Today we are being offered "accessory foods" rather than food reform. Commercial firms have placed their "food accessories" on the market to be taken in doses of a spoonful or more at a time, just like drugs. The "accessory foods" are supposed to adjust an "ill balanced diet." Why not balance the diet? We need to thoroughly revolutionize and completely reform our diet.
One house advertises that its product "is not a substitute, but is the quintessence of the green leaf in a palatable and assimilable form." This is not a dietetic, but a drug conception. No process can take the "quintessence of the green leaf" and give it to us so that it will be as valuable as the green leaf. Besides, the green leaf exists in a palatable and assimilable form.
Dr. Oswald says: "Ours is an age of extracts. We have moral extracts in the form of Bible-House pamphlets; language-extracts in the form of compendious grammers; exercise extracts under the name of gymnastic curriculums; air-extracts in the shape of oxygen-bladders, any a vast deal of such food-concentrations as Liebig's soup, fruitjellies, condensed milk, and flavoring extracts. But, somehow or other, the old plan seems after all, the best."
Artificial food preparations are advertised to contain just the food elements required and to contain these in just the right proportions. This claim has weight only with those who do not know that the makers of the foods do not know what the right proportions of these elements are. One firm advertises that one of its "accessory foods" is "concentrated to more than 400 times the potency of the fresh, raw vegetables from which it is derived." There is no reason to believe that such concentration can be helpful. Man is correlated with and adapted to foods as Nature - the plant kingdom - produces them.
Berg says: "All artificial (food) preparations are more or less unbalanced, simply because the fundamental knowledge necessary for their manufacture is entirely lacking. Only living plants can give us all the factors necessary for the maintenance of health." He further says: "physiologically, we have not the slightest idea how many in what proportion mineral substances are required by the human being. It is identically the same with vitamins."
Consistent with our artificial thinking habits one company that produces and sells prepared spinach juice, after supplying much unimpeachable testimony showing the great value of spinach, supplies four reasons why we should reject fresh spinach as unsuitable, and should employ their processed and inferior product instead.
The shelves of the so-called health food stores of the land are groaning under their load of bottled, canned and powdered foods and food juices; each one guaranteed to be good for dozens of so called diseases; each one a necessary adjunct to our diet. Their minerals and vitamins are said to be concentrated so that only small amounts of them supply the deficiencies in the conventional diet.

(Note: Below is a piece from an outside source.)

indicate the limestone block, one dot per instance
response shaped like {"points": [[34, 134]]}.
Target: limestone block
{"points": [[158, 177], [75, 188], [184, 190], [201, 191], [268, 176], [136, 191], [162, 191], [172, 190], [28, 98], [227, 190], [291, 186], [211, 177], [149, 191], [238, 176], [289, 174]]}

Instead of adding bottled spinach juice, powdered sea weeds and other such inferior products to the conventional, deficient diet, we need to revolutionize our diet. The real health foods do not come in cans, bottles, boxes and capsules. They are grown in garden and orchard, are irradiated by the sun, rather than by an ultra-violet a, lamp, and are more suited to the nutritive needs of our bodies as they come, ready-made, from the lap of mother nature, than after they have been dried, powdered, canned, bottled and cooked.
Superior nutrition can come only from a fundamentally correct and fully adequate dietary and no amount of supplementary additions to our, at present, largely denatured diet can give us superior nutrition.